Lee is a maniac, but clearly the sort of maniac who appeals to Hollywood. His seat-of-the-pants, I don’t need to actually write to be a writer attitude fits in, unexpectedly but perfectly, with Saul’s Hollywood-driven mentality. Who cares about form, craft, adeptness, when sheer gutsiness is at stake? Lee lays all of that out on the table before Saul who gobbles it up.
Whether this choice, in fact, is strictly a question of Saul’s aesthetics or whether he has simply been forced, by virtue of a bet during a golf game, to do Lee’s bidding, is part of the charade, and it doesn’t really matter. The point is that the ground upon which Austin has so firmly planted himself is now, in Lee’s orbit, as shifty and uncertain as a California earthquake.
When Mom (Maureen Adduci) comes on the scene, the hilarity continues. Austin, now, by dint of shock and awe, has transmuted into a Lee-type apostle of Dionysus. Grabbing Lee in a fit of rage, the two scramble in a death-grip as Mom casually peruses the scene. As she comments blithely on the goings-on with blind indifference, it almost entirely eclipses the actual violence taking place. This gut-wrenching narrative move of maternal inattention blisters above the literal violence.
This wonderful production features an array of brilliant actors and uses them to the hilt.
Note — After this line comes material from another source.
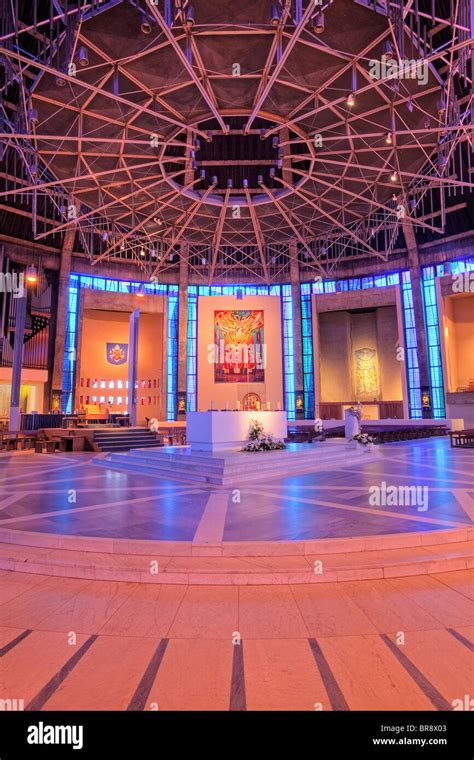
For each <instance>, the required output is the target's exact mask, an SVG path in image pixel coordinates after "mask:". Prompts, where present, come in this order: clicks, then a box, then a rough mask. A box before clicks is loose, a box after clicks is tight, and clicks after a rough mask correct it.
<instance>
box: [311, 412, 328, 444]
mask: <svg viewBox="0 0 474 760" xmlns="http://www.w3.org/2000/svg"><path fill="white" fill-rule="evenodd" d="M314 432H315V433H316V435H315V436H314V439H313V440H316V441H325V440H326V433H325V432H324V425H323V421H322V419H321V418H320V417H317V418H316V419H315V421H314Z"/></svg>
The versatile and adept Victor Shopov, sleek in many other roles, here embodies the complete maniacal and physical lunacy of Lee. He oozes ferocity and capped madness as he careens around the set; one watches as he sets about wielding a golf club as a scythe, leaving demolished typewriters and toasters in his wake. It’s a frighteningly entertaining performance.
Bob Mussett, as the beautifully constrained Austin, offers his delightful transformation, under Lee’s tutelage, into a perfect roué. Mussett does a fine job of conveying the devastation that Austin feels by being overshadowed by his wild brother while imitating his behavior.
In the less visceral supporting roles of Saul and Mom, Robert Orzilli and Maureen Adducci step on the pedals to produce weird harmonies that make the entire quartet rock. Orzilli is sleazy but appropriately not too much so – he has to make a believable case for going all out for Lee’s nuttiness and he rises to the occasion admirably. In the coda, Adduci does a great job of providing the potently seasoned maternal additive to the toxic soup.
Hub Theatre is the only dramatic game in town where one pays the admission fee of one’s choice. Catching this superb production at that rate makes it a deal that truly cannot be beat.